Es el caso del camachuelo trompetero, un pequeño pájaro de la familia de los jilgueros que se asienta desde hace años en la Península. Suele habitar en zonas desérticas o semidesérticas, aunque suele anidar en las ramblas o en los manantiales.

Pero gracias a la paulatina desertización que sufre España, estos pajarillos han encontrado nuevos hábitats para colonizar la costa mediterránea española, especialmente en Almería y Alicante, aunque también se han localizado individuos en el Delta del Ebro y las Islas Baleares que comienzan a formar poblaciones estables.
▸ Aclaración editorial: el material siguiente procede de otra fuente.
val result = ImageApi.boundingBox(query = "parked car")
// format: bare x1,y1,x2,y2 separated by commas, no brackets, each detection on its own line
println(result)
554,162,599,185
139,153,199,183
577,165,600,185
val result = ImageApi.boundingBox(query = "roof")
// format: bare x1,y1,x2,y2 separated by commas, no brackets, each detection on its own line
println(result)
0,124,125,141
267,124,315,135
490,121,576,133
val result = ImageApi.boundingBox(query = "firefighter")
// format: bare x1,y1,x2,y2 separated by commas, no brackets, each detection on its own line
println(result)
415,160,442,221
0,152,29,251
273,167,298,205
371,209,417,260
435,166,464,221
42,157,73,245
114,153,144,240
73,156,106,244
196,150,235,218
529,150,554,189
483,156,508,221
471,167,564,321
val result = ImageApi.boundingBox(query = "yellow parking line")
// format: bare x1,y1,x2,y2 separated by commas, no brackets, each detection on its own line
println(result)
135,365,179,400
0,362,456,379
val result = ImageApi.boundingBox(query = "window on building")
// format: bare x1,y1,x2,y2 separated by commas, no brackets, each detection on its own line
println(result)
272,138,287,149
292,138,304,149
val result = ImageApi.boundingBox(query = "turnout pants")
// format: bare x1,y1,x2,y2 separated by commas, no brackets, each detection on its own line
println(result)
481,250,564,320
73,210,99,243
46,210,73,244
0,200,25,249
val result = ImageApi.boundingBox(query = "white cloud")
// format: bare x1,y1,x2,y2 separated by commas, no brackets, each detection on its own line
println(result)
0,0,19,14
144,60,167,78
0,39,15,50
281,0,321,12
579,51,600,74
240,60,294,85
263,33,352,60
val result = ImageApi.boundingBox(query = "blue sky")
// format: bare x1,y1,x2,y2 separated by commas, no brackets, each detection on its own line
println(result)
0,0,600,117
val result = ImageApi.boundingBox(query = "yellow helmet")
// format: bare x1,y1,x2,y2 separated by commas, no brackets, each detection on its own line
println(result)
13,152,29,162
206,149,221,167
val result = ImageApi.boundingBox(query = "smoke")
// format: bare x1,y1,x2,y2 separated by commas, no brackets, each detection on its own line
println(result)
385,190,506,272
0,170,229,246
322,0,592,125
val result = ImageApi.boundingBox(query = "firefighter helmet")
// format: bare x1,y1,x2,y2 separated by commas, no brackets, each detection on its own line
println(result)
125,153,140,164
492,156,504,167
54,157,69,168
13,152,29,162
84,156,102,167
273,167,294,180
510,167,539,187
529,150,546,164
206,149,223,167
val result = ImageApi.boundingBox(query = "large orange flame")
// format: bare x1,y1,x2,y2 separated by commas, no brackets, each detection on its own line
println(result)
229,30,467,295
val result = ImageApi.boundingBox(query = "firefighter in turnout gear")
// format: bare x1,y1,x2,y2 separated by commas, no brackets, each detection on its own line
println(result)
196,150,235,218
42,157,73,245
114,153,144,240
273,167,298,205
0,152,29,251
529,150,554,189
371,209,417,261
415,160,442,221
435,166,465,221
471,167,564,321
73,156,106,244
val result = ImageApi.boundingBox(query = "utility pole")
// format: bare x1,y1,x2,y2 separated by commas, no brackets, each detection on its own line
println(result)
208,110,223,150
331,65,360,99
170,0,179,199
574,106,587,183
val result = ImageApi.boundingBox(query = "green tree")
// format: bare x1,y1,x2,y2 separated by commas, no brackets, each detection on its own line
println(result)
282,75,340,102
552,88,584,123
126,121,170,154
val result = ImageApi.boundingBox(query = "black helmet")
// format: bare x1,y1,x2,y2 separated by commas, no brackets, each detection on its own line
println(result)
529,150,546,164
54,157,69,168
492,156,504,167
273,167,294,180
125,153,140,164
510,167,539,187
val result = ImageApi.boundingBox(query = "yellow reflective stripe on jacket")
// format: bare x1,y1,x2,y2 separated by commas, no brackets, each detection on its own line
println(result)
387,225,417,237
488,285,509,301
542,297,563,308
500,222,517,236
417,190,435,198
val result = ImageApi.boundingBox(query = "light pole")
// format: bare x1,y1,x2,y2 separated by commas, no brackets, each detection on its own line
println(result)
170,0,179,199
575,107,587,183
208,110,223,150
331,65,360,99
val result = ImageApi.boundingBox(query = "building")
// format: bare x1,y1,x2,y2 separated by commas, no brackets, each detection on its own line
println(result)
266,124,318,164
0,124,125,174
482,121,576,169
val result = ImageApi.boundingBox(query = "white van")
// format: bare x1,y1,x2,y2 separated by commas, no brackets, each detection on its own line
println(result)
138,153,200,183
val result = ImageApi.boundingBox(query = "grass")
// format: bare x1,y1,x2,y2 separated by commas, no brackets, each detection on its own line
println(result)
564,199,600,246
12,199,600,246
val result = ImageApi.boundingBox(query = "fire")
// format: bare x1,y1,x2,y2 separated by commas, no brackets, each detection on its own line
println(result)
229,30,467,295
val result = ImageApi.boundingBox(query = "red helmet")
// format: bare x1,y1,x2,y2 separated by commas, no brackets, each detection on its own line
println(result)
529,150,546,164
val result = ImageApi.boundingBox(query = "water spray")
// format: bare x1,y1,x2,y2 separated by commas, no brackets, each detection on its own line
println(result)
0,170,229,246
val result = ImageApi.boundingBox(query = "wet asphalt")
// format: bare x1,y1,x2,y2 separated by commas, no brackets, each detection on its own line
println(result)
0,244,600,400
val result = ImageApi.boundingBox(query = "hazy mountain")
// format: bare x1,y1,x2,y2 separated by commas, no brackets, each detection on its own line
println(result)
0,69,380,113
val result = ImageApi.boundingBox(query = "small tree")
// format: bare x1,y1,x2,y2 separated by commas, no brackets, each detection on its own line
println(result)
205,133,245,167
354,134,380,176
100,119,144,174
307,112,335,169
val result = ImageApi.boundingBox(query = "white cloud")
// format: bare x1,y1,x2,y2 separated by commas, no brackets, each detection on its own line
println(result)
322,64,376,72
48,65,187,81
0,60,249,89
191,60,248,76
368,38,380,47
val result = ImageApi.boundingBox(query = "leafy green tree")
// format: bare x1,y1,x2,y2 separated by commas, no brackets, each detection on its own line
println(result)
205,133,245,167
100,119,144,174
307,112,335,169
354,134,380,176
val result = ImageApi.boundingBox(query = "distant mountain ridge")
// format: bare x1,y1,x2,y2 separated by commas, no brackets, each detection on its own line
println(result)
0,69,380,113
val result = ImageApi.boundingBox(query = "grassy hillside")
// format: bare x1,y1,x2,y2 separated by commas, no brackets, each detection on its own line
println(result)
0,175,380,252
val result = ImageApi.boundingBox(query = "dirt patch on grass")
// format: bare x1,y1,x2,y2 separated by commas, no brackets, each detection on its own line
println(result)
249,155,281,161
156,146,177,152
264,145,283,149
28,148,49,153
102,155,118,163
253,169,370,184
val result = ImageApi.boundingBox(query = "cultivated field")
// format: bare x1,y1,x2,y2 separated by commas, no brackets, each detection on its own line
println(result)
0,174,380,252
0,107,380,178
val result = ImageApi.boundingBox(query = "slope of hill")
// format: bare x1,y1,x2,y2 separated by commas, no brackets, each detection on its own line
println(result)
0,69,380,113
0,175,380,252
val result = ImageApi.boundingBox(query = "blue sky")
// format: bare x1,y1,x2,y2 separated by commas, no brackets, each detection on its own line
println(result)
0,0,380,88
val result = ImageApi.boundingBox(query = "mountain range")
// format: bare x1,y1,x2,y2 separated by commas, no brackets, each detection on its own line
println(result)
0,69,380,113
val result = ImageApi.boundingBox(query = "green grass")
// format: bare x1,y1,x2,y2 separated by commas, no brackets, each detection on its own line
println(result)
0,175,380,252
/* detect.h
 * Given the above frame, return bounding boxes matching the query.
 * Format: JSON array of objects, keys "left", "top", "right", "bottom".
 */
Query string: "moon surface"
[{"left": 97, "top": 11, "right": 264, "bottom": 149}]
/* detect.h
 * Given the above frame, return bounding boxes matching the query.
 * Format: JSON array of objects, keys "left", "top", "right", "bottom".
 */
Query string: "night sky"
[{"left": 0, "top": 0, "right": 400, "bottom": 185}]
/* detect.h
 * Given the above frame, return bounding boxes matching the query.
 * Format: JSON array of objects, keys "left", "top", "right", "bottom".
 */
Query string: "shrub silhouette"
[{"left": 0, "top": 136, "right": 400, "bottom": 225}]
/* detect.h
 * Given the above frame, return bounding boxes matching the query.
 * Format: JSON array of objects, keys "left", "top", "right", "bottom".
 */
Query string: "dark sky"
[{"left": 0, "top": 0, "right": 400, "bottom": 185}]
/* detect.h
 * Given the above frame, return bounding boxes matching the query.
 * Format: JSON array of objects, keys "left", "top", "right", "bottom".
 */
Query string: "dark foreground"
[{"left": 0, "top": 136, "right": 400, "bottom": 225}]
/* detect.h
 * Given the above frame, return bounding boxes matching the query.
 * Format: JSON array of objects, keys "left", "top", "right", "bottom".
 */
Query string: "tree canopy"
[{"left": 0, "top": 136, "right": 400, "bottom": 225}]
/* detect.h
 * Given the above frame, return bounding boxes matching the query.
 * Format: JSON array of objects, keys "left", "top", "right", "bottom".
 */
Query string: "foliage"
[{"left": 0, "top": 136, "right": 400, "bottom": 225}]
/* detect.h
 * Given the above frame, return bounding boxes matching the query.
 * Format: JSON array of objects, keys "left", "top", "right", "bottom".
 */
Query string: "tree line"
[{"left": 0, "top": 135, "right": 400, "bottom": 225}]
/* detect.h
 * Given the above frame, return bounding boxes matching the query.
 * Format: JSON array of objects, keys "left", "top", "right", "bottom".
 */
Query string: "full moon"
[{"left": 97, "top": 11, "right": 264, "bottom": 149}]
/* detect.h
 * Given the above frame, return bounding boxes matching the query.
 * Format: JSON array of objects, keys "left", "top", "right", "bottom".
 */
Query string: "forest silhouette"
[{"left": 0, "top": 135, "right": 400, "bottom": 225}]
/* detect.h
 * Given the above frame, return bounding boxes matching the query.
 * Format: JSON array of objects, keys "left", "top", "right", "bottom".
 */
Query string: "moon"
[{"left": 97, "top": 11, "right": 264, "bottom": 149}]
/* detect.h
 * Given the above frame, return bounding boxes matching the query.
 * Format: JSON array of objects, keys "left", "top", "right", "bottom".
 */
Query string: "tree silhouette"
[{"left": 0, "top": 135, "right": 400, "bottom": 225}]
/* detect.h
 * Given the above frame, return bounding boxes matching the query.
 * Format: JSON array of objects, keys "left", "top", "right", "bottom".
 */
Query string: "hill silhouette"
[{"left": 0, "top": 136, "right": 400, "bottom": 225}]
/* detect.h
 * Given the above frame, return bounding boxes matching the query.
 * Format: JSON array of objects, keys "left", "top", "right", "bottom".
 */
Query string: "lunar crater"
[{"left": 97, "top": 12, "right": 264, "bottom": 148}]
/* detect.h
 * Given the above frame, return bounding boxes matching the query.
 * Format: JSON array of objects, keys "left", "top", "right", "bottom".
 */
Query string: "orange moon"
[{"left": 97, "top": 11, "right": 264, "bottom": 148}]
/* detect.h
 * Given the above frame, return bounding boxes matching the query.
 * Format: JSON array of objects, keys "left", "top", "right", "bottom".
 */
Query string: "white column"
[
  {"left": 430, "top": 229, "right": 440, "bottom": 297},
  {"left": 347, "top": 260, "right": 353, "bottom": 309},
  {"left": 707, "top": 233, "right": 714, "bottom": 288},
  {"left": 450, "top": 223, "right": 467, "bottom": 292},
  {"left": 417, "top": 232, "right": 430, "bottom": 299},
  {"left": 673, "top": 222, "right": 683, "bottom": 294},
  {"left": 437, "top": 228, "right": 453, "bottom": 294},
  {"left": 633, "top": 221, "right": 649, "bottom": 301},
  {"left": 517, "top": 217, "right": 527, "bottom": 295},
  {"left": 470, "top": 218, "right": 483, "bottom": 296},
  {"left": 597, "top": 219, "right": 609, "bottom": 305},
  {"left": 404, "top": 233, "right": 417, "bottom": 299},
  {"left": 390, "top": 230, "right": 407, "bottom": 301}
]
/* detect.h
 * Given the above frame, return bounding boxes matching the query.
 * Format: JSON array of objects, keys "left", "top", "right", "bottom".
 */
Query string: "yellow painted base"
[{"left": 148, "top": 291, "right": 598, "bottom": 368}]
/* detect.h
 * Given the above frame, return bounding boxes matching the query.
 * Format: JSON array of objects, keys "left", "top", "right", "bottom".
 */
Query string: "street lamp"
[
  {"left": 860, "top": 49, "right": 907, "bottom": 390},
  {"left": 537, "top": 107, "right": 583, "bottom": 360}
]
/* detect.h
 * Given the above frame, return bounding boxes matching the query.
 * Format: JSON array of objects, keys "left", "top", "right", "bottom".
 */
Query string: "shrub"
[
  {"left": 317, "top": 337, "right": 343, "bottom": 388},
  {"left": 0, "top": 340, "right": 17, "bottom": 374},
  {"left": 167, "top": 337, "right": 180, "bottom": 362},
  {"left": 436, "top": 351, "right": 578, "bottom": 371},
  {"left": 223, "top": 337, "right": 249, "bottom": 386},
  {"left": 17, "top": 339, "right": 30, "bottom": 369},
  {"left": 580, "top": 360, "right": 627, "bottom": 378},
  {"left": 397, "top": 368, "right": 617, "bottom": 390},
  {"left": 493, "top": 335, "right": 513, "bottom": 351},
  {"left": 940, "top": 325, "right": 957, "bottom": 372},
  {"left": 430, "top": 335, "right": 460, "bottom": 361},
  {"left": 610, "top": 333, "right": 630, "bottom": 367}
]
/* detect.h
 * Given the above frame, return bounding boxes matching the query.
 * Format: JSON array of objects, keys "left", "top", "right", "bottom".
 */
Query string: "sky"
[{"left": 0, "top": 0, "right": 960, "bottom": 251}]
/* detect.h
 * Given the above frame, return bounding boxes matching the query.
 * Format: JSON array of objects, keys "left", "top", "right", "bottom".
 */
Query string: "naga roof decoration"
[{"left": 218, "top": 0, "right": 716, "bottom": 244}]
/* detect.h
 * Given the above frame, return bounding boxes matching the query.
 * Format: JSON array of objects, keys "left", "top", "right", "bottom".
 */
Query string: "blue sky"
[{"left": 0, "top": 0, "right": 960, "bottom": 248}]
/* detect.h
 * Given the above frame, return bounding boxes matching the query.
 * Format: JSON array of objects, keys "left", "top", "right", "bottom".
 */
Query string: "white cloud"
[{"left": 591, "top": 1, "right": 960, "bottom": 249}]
A pesar de ello y por las peculiaridades a la hora de anidar, lo hacen en el suelo bien protegidos por matorrales o en oquedades o grietas, resulta una presa fácil para los predadores, que amenazan considerablemente la supervivencia de la especie.

También es objeto de atracción para los humanos, ya que se puede reproducir en cautividad y se suelen cruzar con los canarios para producir una especie de híbridos que tienen buena salida en el mercado, lo que le convierten en una especie amenazada.